そして、これがまさに「ミドルマネジメントとしてプロダクト開発に間接的に関与する」ことそのものだと感じています。
プロダクト開発を取り巻くプロセス・プロトコル・マインド・意思決定などを定義・整備・浸透する
全体を俯瞰し、状況を把握する
ときに伴走・牽制・介入も活用しながら、全体の方向付けをする
また、これらを効果的に機能させるためには、ミドルマネジメント間の連携・協調が欠かせないと考えます。私の場合、プロダクトマネジメント部・デザイン部・データプロダクト部の各部長陣との連携を密にすることは強く意識をしています。
プレイヤーとしてのプロダクトマネージャーの場合、向き合うものは機能・顧客の課題・体験などでした。
一方、ミドルマネジメントの場合、ロードマップの策定プロセス、各チーム間やプロダクト - 事業間の情報連携・プロトコル、パートナーコミュニケーションなど、プロダクトやプロダクト開発を取り巻く周辺領域により目を向ける必要があります。これらを通じてメンバー・チーム、そして最終的にはプロダクトに影響力を及ぼすことが、「プロダクト開発に間接的に関与する」ことだと思っています。

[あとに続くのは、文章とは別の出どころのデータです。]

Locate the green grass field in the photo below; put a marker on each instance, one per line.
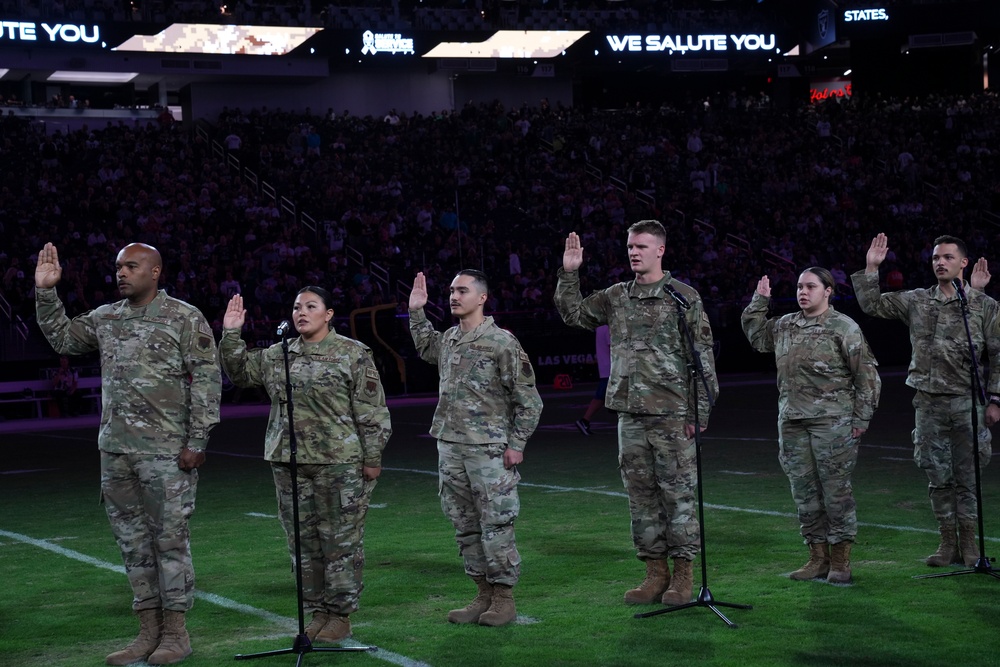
(65, 601)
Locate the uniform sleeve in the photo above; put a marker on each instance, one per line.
(576, 311)
(756, 327)
(425, 338)
(202, 363)
(525, 405)
(371, 417)
(71, 337)
(892, 306)
(242, 366)
(701, 332)
(991, 330)
(864, 370)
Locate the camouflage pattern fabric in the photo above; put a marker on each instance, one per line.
(819, 456)
(480, 498)
(340, 413)
(333, 503)
(650, 361)
(828, 383)
(655, 393)
(942, 447)
(825, 366)
(160, 392)
(658, 468)
(940, 370)
(160, 381)
(149, 501)
(487, 385)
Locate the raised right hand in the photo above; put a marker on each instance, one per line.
(48, 270)
(235, 315)
(573, 255)
(418, 295)
(764, 287)
(876, 253)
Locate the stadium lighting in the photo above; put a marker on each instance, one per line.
(62, 76)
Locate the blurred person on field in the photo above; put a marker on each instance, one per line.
(653, 390)
(341, 428)
(828, 390)
(940, 372)
(487, 410)
(64, 386)
(160, 395)
(602, 352)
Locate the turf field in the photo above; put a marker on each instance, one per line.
(65, 600)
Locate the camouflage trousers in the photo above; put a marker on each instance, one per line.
(480, 497)
(658, 467)
(819, 455)
(149, 501)
(942, 447)
(333, 502)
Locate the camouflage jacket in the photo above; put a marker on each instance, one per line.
(487, 385)
(650, 358)
(825, 366)
(339, 411)
(160, 380)
(940, 361)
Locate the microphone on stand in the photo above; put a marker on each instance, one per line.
(957, 284)
(678, 297)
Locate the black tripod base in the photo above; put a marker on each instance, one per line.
(300, 647)
(982, 566)
(704, 599)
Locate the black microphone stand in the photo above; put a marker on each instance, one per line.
(983, 563)
(301, 644)
(705, 598)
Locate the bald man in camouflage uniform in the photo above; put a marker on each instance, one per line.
(653, 391)
(341, 427)
(160, 398)
(940, 372)
(488, 408)
(828, 389)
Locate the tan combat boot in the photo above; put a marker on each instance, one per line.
(657, 581)
(840, 563)
(336, 629)
(947, 552)
(140, 648)
(501, 611)
(320, 619)
(818, 564)
(472, 611)
(175, 645)
(680, 584)
(967, 541)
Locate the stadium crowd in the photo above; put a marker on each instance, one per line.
(744, 189)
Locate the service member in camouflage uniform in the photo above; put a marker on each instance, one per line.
(487, 409)
(341, 427)
(940, 373)
(653, 390)
(828, 389)
(160, 398)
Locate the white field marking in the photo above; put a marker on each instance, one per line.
(281, 621)
(621, 494)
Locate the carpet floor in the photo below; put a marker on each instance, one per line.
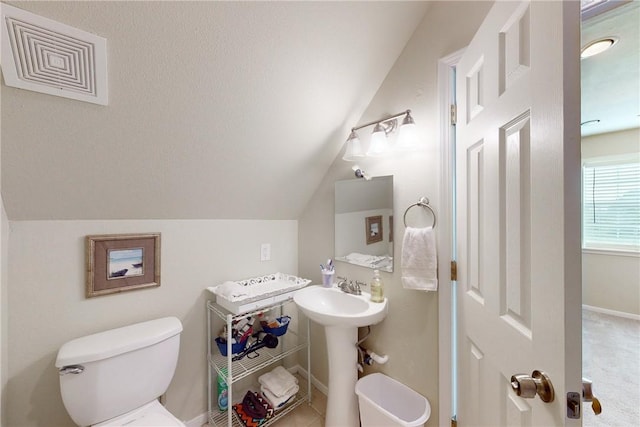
(611, 359)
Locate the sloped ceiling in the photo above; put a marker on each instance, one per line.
(611, 80)
(216, 109)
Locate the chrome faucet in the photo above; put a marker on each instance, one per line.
(349, 287)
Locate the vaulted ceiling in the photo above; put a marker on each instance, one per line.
(611, 80)
(216, 109)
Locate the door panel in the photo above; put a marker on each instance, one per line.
(517, 155)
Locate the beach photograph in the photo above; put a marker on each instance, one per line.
(125, 263)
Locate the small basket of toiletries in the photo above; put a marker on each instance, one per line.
(241, 330)
(236, 347)
(277, 327)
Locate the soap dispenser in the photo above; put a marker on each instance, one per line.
(377, 292)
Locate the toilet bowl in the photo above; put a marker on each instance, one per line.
(152, 414)
(114, 378)
(385, 402)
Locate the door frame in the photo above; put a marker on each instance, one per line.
(446, 351)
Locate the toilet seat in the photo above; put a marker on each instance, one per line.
(153, 414)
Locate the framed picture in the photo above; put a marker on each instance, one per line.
(122, 262)
(373, 229)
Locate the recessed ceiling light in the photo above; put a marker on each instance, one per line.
(598, 46)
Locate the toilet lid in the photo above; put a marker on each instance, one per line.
(152, 414)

ミドルマネジメントとして2ヶ月が経過したいま感じていること:難しさと面白さ
「プレイヤーとしての直接的な関与」から「ミドルマネジメントとしての間接的な関与」へとプロダクト開発への関わり方が大きく変わってから2ヶ月が経過しました。難しさも面白さも存分に味わっている中で、いま自分が感じていることを書き出してみます。
直接的に関与できない物足りなさ・何かが欠けている感覚
Product Leaders 2023の「世界最大のプロダクトコミュニティから学ぶPMのキャリアと育成」のセッションで、登壇者のEmily Tateさんが話されていた内容にとても共感を覚えました。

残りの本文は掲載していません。